Campaigners from the Taiwan Free Trade Investigation, the People’s Supervisory Alliance (人民監督雜碎聯盟) and other groups protested outside of the Ministry of Economic Affairs, the site of yesterday’s talks.
The talks were the ninth round of TIFA talks, aimed at filling out the framework, which was signed in 1994.
Photo: Huang Pei-chun, Taipei Times
The ministry earlier this week said that it would use the platform to express Taiwan’s desire to join the Tran-Pacific Partnership (TPP) being negotiated among Pacific Rim states.
Taiwan Free Trade Investigation member Lee Yuan-chun (李援軍) said that while TIFA talks were aimed at “kickstarting” Taiwan’s bid to join the TPP, the results of past free-trade accords suggest that corporations would benefit at the expense of average citizens.
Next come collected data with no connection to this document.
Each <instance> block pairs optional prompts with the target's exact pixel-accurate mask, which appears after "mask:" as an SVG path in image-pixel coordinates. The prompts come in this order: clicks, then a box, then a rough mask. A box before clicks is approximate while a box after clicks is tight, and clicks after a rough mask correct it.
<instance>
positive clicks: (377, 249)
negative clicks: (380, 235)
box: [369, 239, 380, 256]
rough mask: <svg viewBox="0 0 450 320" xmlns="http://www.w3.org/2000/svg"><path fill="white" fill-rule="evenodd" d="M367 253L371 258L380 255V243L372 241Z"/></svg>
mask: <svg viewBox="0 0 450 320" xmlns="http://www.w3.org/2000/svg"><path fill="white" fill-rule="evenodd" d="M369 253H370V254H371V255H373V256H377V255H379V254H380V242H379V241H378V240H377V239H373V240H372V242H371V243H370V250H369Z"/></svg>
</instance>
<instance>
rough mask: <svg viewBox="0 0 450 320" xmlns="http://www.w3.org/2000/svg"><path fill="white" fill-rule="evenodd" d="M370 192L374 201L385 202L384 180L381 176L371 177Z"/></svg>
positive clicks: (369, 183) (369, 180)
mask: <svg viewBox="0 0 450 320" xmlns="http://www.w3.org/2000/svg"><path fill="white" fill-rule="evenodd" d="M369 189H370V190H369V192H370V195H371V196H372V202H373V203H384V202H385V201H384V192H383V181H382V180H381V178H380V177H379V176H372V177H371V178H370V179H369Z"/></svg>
While activists were not opposed to trade agreements, any negotiations should be conducted from the standpoint of furthering the interests of ordinary people, he said.
The government was “railroading” the “secretive” talks through, he said, adding that a previous call for outside opinions had been perfunctory, effectively denying civic groups the opportunity to meaningfully participate.
“Proper procedures have not even been followed, much less negotiating from the standpoint of the people,” labor activist Lu Chih-hung (盧其宏) said, adding that civic groups should have been allowed to play a direct role in drafting Taiwan’s negotiation agenda to counter the influence of business lobbies.
“As long as we negotiate in this fashion, the result will be that the people are dragged along as negotiations are pulled in the direction favoring US and Taiwanese business interests,” he said.
Lu said that many past US demands had focused on requiring Taiwan to change public policy in the name of free trade, citing previous US demands to improve copyright protections and drug patents.
Acceding to US demands would harm Taiwanese consumers by widening the monopoly powers of US drug firms, he said, adding that truly “people-centric” negotiations would focus instead on lower patent fees to cut drug costs.
He also criticized US demands to relax restrictions on foreign media investments and lift the ban on imports of US pork that contain traces of ractopamine, an additive that is banned in Taiwan.
Acceding to the demands would encourage monopolization and create health risks, he said, adding that there would be no way for consumers to completely avoid pork containing ractopamine if the ban were lifted.